Posted by: Scotian | August 21, 2007 at 12:44
But Hayes portrays Cheney, finding out upon reading Hubris, that Armitage was Novak's source. That's clearly not the case.
Completely agree.
Posted by: Jeff | August 21, 2007 at 13:23
This is something I am becoming forced to conclude was an inside job within the GOP/Bushco machine,...
Yes, I agree. The WMD was Anthrax and it was in the States not Iraq.
Someone was able to get Weapons Grade Anthrax (from a government refiner) and yet was ignorant of its properties or careless enough with it to contaminate the Postal Service, the Democratic Senate Offices, an elderly lady in New England, and at least one passerby on a New York street and a tabloid rag sheet.
It all has a sort of Timothy McVeigh quality to it. Is the Anthrax Dispenser still alive?

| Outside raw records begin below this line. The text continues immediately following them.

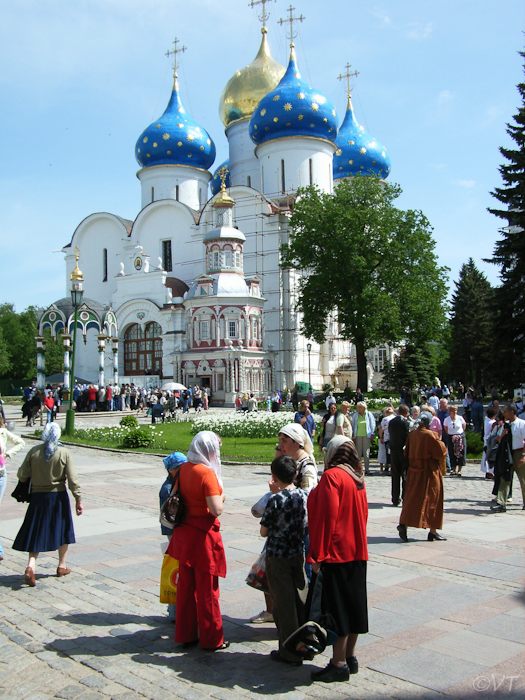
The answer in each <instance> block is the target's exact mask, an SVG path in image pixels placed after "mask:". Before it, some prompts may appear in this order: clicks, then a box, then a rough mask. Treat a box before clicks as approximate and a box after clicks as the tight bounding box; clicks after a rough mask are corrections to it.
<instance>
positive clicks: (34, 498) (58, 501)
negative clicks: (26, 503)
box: [13, 491, 75, 552]
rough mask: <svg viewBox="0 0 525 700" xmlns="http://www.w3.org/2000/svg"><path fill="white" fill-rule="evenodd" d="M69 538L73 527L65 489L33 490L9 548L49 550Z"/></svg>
mask: <svg viewBox="0 0 525 700" xmlns="http://www.w3.org/2000/svg"><path fill="white" fill-rule="evenodd" d="M73 542H75V530H74V528H73V518H72V515H71V507H70V505H69V497H68V495H67V491H53V492H52V493H38V492H33V493H32V494H31V501H30V502H29V506H28V508H27V511H26V515H25V518H24V522H23V523H22V527H21V528H20V530H19V531H18V534H17V536H16V537H15V541H14V542H13V549H16V550H18V551H19V552H53V551H55V550H57V549H58V548H59V547H61V546H62V545H63V544H73Z"/></svg>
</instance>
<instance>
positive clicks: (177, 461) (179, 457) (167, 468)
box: [162, 452, 188, 471]
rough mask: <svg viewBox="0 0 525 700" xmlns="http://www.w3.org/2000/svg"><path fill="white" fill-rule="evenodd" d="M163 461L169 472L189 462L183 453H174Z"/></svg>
mask: <svg viewBox="0 0 525 700" xmlns="http://www.w3.org/2000/svg"><path fill="white" fill-rule="evenodd" d="M162 461H163V462H164V466H165V467H166V469H167V470H168V471H169V470H170V469H175V468H176V467H180V465H181V464H184V462H187V461H188V460H187V459H186V455H185V454H183V453H182V452H172V453H171V454H170V455H168V456H167V457H164V459H163V460H162Z"/></svg>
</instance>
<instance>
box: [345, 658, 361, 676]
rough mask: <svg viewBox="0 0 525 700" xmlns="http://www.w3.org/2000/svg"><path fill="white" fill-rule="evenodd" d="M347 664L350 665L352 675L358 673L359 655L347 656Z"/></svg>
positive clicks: (348, 670) (348, 668)
mask: <svg viewBox="0 0 525 700" xmlns="http://www.w3.org/2000/svg"><path fill="white" fill-rule="evenodd" d="M346 665H347V666H348V671H349V673H350V675H351V676H353V675H354V673H358V671H359V664H358V663H357V657H355V656H347V657H346Z"/></svg>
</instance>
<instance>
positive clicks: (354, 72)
mask: <svg viewBox="0 0 525 700" xmlns="http://www.w3.org/2000/svg"><path fill="white" fill-rule="evenodd" d="M345 68H346V73H345V74H344V75H339V76H338V78H337V80H346V92H347V95H348V97H350V94H351V92H352V91H351V90H350V78H357V76H358V75H359V71H356V70H355V71H354V72H353V73H351V72H350V68H351V66H350V64H349V63H347V64H346V66H345Z"/></svg>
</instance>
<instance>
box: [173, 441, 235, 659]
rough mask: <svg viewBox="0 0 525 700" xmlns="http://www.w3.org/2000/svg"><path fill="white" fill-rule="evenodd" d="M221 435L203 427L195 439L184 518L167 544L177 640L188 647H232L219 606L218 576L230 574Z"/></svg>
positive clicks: (187, 470) (186, 482)
mask: <svg viewBox="0 0 525 700" xmlns="http://www.w3.org/2000/svg"><path fill="white" fill-rule="evenodd" d="M221 444H222V443H221V439H220V437H219V436H218V435H215V433H212V432H211V431H209V430H204V431H202V432H200V433H198V434H197V435H196V436H195V437H194V438H193V440H192V443H191V445H190V449H189V450H188V455H187V459H188V461H187V462H186V463H185V464H182V465H181V467H180V474H179V488H180V493H181V495H182V497H183V500H184V504H185V515H184V518H183V521H182V523H181V524H180V525H178V526H177V527H176V528H175V529H174V530H173V535H172V536H171V540H170V544H169V547H168V550H167V554H169V555H170V556H171V557H173V558H174V559H177V560H178V562H179V580H178V584H177V617H176V621H175V641H176V642H178V643H180V644H182V646H183V647H184V648H188V647H191V646H194V645H196V644H200V646H201V647H202V648H203V649H206V650H208V651H217V650H219V649H227V648H228V647H229V646H230V643H229V642H225V641H224V635H223V629H222V617H221V611H220V608H219V579H218V577H219V576H221V577H222V578H224V577H225V576H226V556H225V554H224V547H223V544H222V538H221V533H220V523H219V516H220V515H221V513H222V511H223V508H224V500H225V496H224V494H223V490H222V480H221V457H220V447H221Z"/></svg>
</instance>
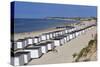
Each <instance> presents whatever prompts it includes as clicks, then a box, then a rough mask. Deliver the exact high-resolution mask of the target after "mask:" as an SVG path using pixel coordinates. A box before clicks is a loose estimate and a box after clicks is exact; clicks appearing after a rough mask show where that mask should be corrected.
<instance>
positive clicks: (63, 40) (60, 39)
mask: <svg viewBox="0 0 100 67" xmlns="http://www.w3.org/2000/svg"><path fill="white" fill-rule="evenodd" d="M53 41H54V46H61V45H63V44H64V39H62V38H55V39H54V40H53Z"/></svg>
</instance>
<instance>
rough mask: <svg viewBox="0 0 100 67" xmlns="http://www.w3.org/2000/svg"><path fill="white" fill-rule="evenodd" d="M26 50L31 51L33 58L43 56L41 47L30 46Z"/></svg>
mask: <svg viewBox="0 0 100 67" xmlns="http://www.w3.org/2000/svg"><path fill="white" fill-rule="evenodd" d="M24 51H29V52H30V55H31V59H35V58H40V57H41V56H42V51H41V47H28V48H25V49H24Z"/></svg>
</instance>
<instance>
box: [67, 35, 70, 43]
mask: <svg viewBox="0 0 100 67" xmlns="http://www.w3.org/2000/svg"><path fill="white" fill-rule="evenodd" d="M68 41H70V36H69V34H68V35H67V42H68Z"/></svg>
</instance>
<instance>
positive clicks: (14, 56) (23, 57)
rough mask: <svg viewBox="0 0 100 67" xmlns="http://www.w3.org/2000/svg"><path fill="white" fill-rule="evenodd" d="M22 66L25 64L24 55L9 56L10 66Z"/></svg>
mask: <svg viewBox="0 0 100 67" xmlns="http://www.w3.org/2000/svg"><path fill="white" fill-rule="evenodd" d="M24 64H25V61H24V55H22V54H14V55H13V56H11V65H14V66H20V65H24Z"/></svg>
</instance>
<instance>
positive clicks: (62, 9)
mask: <svg viewBox="0 0 100 67" xmlns="http://www.w3.org/2000/svg"><path fill="white" fill-rule="evenodd" d="M14 7H15V8H14V9H15V16H14V17H15V18H45V17H76V16H80V17H90V16H97V7H96V6H82V5H81V6H80V5H64V4H49V3H34V2H19V1H15V2H14Z"/></svg>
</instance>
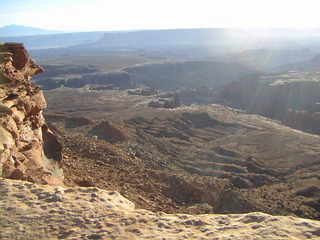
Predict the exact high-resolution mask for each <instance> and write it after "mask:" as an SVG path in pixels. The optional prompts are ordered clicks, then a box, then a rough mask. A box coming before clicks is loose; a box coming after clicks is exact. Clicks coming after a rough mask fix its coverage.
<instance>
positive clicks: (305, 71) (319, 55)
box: [272, 54, 320, 72]
mask: <svg viewBox="0 0 320 240" xmlns="http://www.w3.org/2000/svg"><path fill="white" fill-rule="evenodd" d="M272 70H273V72H288V71H297V72H319V71H320V54H318V55H316V56H314V57H313V58H312V59H310V60H307V61H300V62H297V63H292V64H286V65H281V66H278V67H277V68H274V69H272Z"/></svg>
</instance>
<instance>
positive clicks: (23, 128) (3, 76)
mask: <svg viewBox="0 0 320 240" xmlns="http://www.w3.org/2000/svg"><path fill="white" fill-rule="evenodd" d="M42 71H43V69H42V68H41V67H40V66H38V65H36V64H35V62H34V61H33V60H32V59H31V58H30V56H29V54H28V52H27V50H26V49H25V48H24V46H23V44H20V43H5V44H2V45H0V164H1V176H4V177H9V178H14V179H24V180H31V181H35V182H39V183H49V182H50V183H53V182H61V179H62V174H60V176H54V177H55V178H60V180H53V179H52V177H50V176H51V175H54V174H52V173H53V172H56V169H59V166H58V163H57V160H60V159H61V145H60V144H59V142H58V141H57V138H56V136H55V135H54V134H53V133H52V132H50V129H48V128H47V127H46V124H45V120H44V118H43V115H42V110H43V109H45V108H46V107H47V104H46V101H45V99H44V96H43V93H42V92H41V91H40V90H39V87H38V86H33V85H32V84H31V77H32V76H33V75H35V74H38V73H41V72H42ZM1 80H3V81H1ZM48 136H49V137H48ZM48 146H50V147H48ZM59 151H60V152H59Z"/></svg>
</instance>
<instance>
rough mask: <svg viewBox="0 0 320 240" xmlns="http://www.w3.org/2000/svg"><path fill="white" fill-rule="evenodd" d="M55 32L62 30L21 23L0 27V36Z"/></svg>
mask: <svg viewBox="0 0 320 240" xmlns="http://www.w3.org/2000/svg"><path fill="white" fill-rule="evenodd" d="M56 33H62V31H53V30H47V29H41V28H34V27H28V26H21V25H8V26H4V27H0V37H17V36H32V35H44V34H56Z"/></svg>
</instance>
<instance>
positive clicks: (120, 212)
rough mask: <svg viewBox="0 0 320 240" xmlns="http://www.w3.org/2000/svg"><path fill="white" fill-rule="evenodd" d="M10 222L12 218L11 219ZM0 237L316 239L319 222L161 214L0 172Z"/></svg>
mask: <svg viewBox="0 0 320 240" xmlns="http://www.w3.org/2000/svg"><path fill="white" fill-rule="evenodd" d="M13 223H14V224H13ZM0 229H1V231H0V238H1V239H4V240H9V239H10V240H11V239H17V240H20V239H215V240H226V239H237V240H264V239H282V240H285V239H288V240H289V239H292V240H293V239H300V240H303V239H319V237H320V222H319V221H315V220H309V219H302V218H296V217H281V216H271V215H268V214H264V213H260V212H253V213H247V214H228V215H221V214H202V215H188V214H166V213H163V212H158V213H154V212H151V211H147V210H143V209H136V208H135V206H134V204H133V203H132V202H130V201H129V200H127V199H126V198H124V197H123V196H121V195H120V194H119V193H118V192H114V191H105V190H101V189H99V188H95V187H90V188H83V187H77V188H62V187H53V186H43V185H37V184H30V183H27V182H23V181H17V180H8V179H3V178H0Z"/></svg>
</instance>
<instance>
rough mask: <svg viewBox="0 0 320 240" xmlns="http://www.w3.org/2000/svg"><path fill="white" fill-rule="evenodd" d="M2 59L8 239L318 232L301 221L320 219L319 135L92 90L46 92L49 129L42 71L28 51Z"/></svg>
mask: <svg viewBox="0 0 320 240" xmlns="http://www.w3.org/2000/svg"><path fill="white" fill-rule="evenodd" d="M0 56H1V64H0V67H1V68H0V69H1V75H0V76H1V85H0V87H1V88H0V89H1V92H0V93H1V94H2V95H1V96H2V98H1V99H2V100H1V104H2V105H3V106H2V110H1V118H0V120H1V119H2V125H1V129H2V130H1V135H0V136H1V138H0V140H1V142H0V143H1V144H2V145H0V146H2V149H0V150H1V151H2V152H1V169H2V175H1V177H2V178H0V193H1V194H0V228H1V232H0V238H1V239H144V238H145V239H148V238H155V239H221V240H222V239H317V238H319V237H320V224H319V222H318V221H314V220H308V219H302V218H297V217H304V218H310V219H316V220H319V218H320V215H319V213H320V210H319V201H320V189H319V187H318V185H319V179H320V177H319V176H320V172H319V171H320V165H319V157H318V156H319V151H320V148H319V143H320V137H319V136H317V135H312V134H307V133H304V132H300V131H297V130H294V129H291V128H289V127H285V126H283V125H281V124H279V123H277V122H275V121H273V120H271V119H268V118H265V117H261V116H258V115H252V114H244V113H243V112H241V111H239V110H236V109H232V108H229V107H225V106H222V105H207V106H196V105H193V106H189V107H186V106H179V107H177V106H174V107H172V108H163V107H159V108H153V107H150V106H149V103H150V102H151V101H153V100H154V99H155V97H158V96H156V95H149V94H138V95H135V94H132V93H131V94H130V93H129V91H120V90H99V91H98V90H90V89H87V88H78V89H72V88H71V89H70V88H60V89H55V90H50V91H46V92H45V95H46V98H47V101H48V103H49V108H48V109H47V110H46V113H45V116H46V118H47V121H48V123H46V122H45V120H44V118H43V115H42V111H43V110H44V109H45V108H46V101H45V100H44V98H43V95H42V92H41V91H40V89H39V87H37V86H34V85H32V84H31V82H30V81H31V76H32V75H34V74H36V73H39V72H41V71H42V69H41V68H40V67H39V66H38V65H36V64H35V63H34V61H33V60H32V59H31V58H30V57H29V55H28V53H27V52H26V50H25V49H24V47H23V45H21V44H3V45H1V55H0ZM159 96H160V95H159ZM8 123H9V124H8ZM62 172H63V174H62ZM5 178H7V179H5ZM12 179H20V180H24V181H17V180H12ZM35 183H36V184H35ZM38 184H48V185H60V186H48V185H47V186H44V185H38ZM118 192H119V193H120V194H119V193H118ZM128 199H129V200H128ZM135 206H136V208H135ZM142 209H146V210H142ZM261 212H264V213H261ZM222 213H224V214H225V215H222ZM240 213H241V214H240ZM188 214H200V215H188ZM268 214H272V215H286V217H284V216H283V217H279V216H272V215H268Z"/></svg>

Posted by: rukus | August 21, 2007 at 13:33
Re the anthrax story. I remember that the first man to die (a tabloid magazine associate) had supposedly published something nasty about Bush or his family. This was never given much press though.
Posted by: dipper | August 21, 2007 at 13:37
As I recall the story, someone was identified as the mailer at some point. It seems like he was a college professor or something, but that was the absolute last I ever heard about it all. I had never even thought about that being a Bush job!
Posted by: Sojourner | August 21, 2007 at 17:20
Anthrax attacks...of course, they haven't reoccured - it worked, didn't have to do it again. Nothing like random death to scare the common sense out of Congress. The vote was made; the administration got what they wanted; the first version of USA Patriotic Act.
I have no doubt it was this administration's quick, poorly planned effort when they found out the fear-mongering had not sufficiently quelled the desire of some legislators to read and wonder about the Constitution before voting. Simple crime analysis: who benefited? Cheney
Stephan Hadley, a scientist previously working on a military anthrax project, was an FBI "person of interest" for a long time, was exhaustedly investigated but never charged. He fought back with a lawyer, lost a college job because of the suspicion. They hadn't erased habeous (sp?) corpus yet, remember. I think he has a lawsuit against the FBI still standing somewhere.